A nationally interconnected grid allows electricity to flow more freely across regions, helping areas under stress draw power from places not affected by the same weather event. This makes the system far more resilient to heat waves, cold snaps, and other climate-driven disruptions.

For policymakers, this creates a clear tradeoff: the system that is cheapest and cleanest is not necessarily the one that performs best during extreme conditions.


The Role of the BIG WIRES Act

A key motivation for the study was proposed legislation known as the BIG WIRES Act. This bill, introduced by lawmakers in both the Senate and House, would require each U.S. transmission region to be able to send at least 30% of its peak electricity load to other regions by 2035.

Such a requirement would represent a major shift away from the current regionally fragmented grid. The MIT researchers used this 30% threshold as a benchmark in their modeling to understand how policy-driven transmission mandates might reshape the system.

Their findings suggest that while the BIG WIRES-style approach may not minimize costs or emissions as effectively as an optimized buildout, it dramatically improves grid reliability, which is often the top concern for lawmakers.


How the Researchers Did the Analysis

To evaluate these scenarios, the researchers used GenX, an advanced energy system model developed at the MIT Energy Initiative. The model simulates electricity generation, transmission, and investment decisions under different policy constraints.
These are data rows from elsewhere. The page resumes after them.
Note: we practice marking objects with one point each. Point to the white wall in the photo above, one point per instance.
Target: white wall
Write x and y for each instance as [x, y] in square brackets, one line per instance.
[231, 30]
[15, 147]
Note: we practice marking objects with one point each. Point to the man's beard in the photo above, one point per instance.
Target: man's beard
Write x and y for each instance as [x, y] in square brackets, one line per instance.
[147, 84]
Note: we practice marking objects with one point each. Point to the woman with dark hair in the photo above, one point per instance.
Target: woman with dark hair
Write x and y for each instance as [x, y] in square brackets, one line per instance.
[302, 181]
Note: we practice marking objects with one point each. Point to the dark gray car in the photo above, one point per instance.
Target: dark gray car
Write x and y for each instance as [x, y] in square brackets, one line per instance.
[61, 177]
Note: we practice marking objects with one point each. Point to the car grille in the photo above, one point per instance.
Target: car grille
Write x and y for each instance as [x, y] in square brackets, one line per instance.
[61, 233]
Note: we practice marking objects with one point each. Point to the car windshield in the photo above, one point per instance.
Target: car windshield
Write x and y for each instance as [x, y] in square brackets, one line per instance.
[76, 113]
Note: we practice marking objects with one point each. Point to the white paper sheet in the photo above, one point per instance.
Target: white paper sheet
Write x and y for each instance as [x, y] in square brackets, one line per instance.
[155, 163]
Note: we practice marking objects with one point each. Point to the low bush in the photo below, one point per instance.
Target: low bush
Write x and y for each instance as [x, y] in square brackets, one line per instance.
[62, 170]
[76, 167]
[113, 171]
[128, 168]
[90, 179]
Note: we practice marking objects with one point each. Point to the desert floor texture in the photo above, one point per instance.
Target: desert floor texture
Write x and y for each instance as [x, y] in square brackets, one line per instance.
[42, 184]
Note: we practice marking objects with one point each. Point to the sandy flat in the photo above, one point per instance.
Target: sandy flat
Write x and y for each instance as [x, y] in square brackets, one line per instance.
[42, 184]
By applying GenX to proposed legislation and future demand scenarios, the team could estimate impacts on system costs, outage frequency, transmission buildout, and emissions levels. This allowed them to compare policy-driven and market-optimized approaches on equal footing.


Hybrid Approaches Could Offer the Best Balance

The study also explored hybrid solutions that combine elements of both strategies. These approaches impose national interconnection requirements while still allowing additional transmission to be built near major renewable energy hubs.

According to the researchers, hybrid models can deliver significant reliability gains without sacrificing most of the cost and emissions benefits of optimized systems. While not perfect, they may offer a practical middle ground for future legislation.


Why This Research Matters Beyond the US

Although the study focuses on the United States, its conclusions are relevant globally. Many countries face similar challenges as they transition to cleaner energy systems: how to move electricity efficiently, how to protect against extreme weather, and how to balance affordability with climate goals.

The research also highlights the value of direct collaboration between academics and policymakers. By grounding their work in real legislative proposals, the MIT team provided insights that lawmakers can directly use when shaping energy policy.


Looking Ahead

The study makes one thing clear: there is no single “best” way to expand the electricity grid. Every option involves tradeoffs. Optimized systems are cheaper and cleaner, while prescriptive systems offer stronger protection against outages. Future grid policy will likely need to blend both ideas to meet the demands of a changing climate and economy.

As electricity becomes the backbone of transportation, heating, and industry, decisions made today about transmission expansion will shape the U.S. energy system for decades to come.